Since the majority of people who eat animals do so because of taste, convenience, habit, and tradition, it’s very difficult to come up with a good argument that justifies the habit in a moral sense. There are a lot of misconceptions surrounding the use and eating of animals by humans and often misinformation is cited as justification for doing so. Here are some of the most common reasons people give for eating meat and their arguments against veganism, and the responses you can give to them.



"I'm a farmer/I come from a family of farmers/I'm a nutritionist/I'm a food scientist/I've studied biology/I'm a professor in..."
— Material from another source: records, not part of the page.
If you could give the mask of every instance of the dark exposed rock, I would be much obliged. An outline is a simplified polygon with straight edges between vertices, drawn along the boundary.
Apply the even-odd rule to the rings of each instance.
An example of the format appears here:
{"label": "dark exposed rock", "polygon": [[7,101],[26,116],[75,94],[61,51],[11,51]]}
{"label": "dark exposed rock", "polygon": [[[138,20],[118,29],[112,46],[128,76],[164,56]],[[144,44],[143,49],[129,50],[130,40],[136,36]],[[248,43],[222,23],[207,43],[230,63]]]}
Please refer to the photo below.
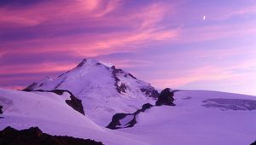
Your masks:
{"label": "dark exposed rock", "polygon": [[68,106],[70,106],[71,107],[73,107],[74,110],[76,110],[79,113],[81,113],[83,115],[84,115],[84,107],[83,107],[83,104],[82,104],[82,101],[78,99],[69,90],[24,90],[24,91],[53,92],[53,93],[55,93],[59,96],[61,96],[64,92],[67,92],[70,95],[70,99],[71,100],[66,100],[66,103]]}
{"label": "dark exposed rock", "polygon": [[[147,91],[147,90],[141,90],[142,91]],[[175,106],[173,103],[174,98],[174,92],[178,90],[173,90],[171,91],[169,88],[165,89],[160,95],[158,97],[158,100],[156,102],[155,106],[161,106],[161,105],[169,105],[169,106]],[[145,92],[147,93],[147,92]],[[149,109],[151,107],[154,107],[154,105],[151,105],[150,103],[146,103],[143,105],[141,109],[137,110],[133,113],[116,113],[113,116],[112,121],[108,124],[107,128],[116,130],[116,129],[121,129],[121,128],[127,128],[127,127],[133,127],[137,124],[137,116],[141,113],[142,112],[145,112],[147,109]],[[131,118],[132,116],[132,118]],[[125,125],[121,125],[120,120],[126,118],[126,119],[130,119],[130,121]],[[126,120],[127,121],[127,120]]]}
{"label": "dark exposed rock", "polygon": [[152,88],[142,88],[141,91],[149,96],[150,97],[158,98],[160,96],[159,92]]}
{"label": "dark exposed rock", "polygon": [[160,95],[158,97],[157,102],[155,102],[156,106],[161,105],[169,105],[175,106],[173,103],[174,98],[174,91],[171,91],[170,88],[166,88],[161,91]]}
{"label": "dark exposed rock", "polygon": [[251,145],[256,145],[256,141],[254,142],[251,143]]}
{"label": "dark exposed rock", "polygon": [[[66,100],[66,103],[72,107],[74,110],[81,113],[83,115],[84,115],[84,107],[82,104],[82,101],[78,99],[74,95],[73,95],[72,92],[68,90],[53,90],[54,93],[62,95],[64,92],[68,92],[70,94],[70,99],[71,100]],[[62,94],[60,94],[62,93]]]}
{"label": "dark exposed rock", "polygon": [[112,121],[108,125],[107,128],[115,130],[119,129],[120,127],[117,127],[118,125],[121,125],[119,120],[127,116],[128,113],[116,113],[112,117]]}
{"label": "dark exposed rock", "polygon": [[126,85],[125,84],[123,84],[123,83],[121,84],[120,86],[117,87],[117,90],[118,90],[119,92],[124,92],[124,93],[125,93],[125,90],[126,89],[127,89]]}
{"label": "dark exposed rock", "polygon": [[136,78],[136,77],[134,77],[132,74],[131,74],[131,73],[128,73],[128,75],[129,75],[130,77],[133,78],[134,79],[137,79],[137,78]]}
{"label": "dark exposed rock", "polygon": [[102,145],[101,142],[90,139],[74,138],[72,136],[51,136],[43,133],[38,127],[17,130],[7,127],[0,131],[0,144],[2,145]]}
{"label": "dark exposed rock", "polygon": [[248,99],[230,99],[230,98],[214,98],[203,101],[206,107],[220,108],[225,110],[256,110],[256,101]]}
These responses are intended to imply authority and superiority over the person they are having a discussion with. It's an attempt to discredit what the other person is saying by signifying "I know more about this than you because I'm an expert so whatever I say is right and whatever you say is wrong." The reality is, being a university graduate or "expert in your field" does not make your opinions more credible than the facts. The research and reports into animal welfare, health and nutrition, and the effects of animal agriculture on our environment are of public interest and therefore available for all to access.



“It’s natural/normal - our ancestors did it!”

A lot of “natural behaviour” our ancestors participated in would be considered morally wrong and unacceptable in our current society today. Our ancestors raped, murdered, and died of illnesses and broken bones we can now treat. If it's "natural" to do what our ancestors did then why do we only do some of those things and not all of them? Either way, our human ancestors were nearly all vegetarians.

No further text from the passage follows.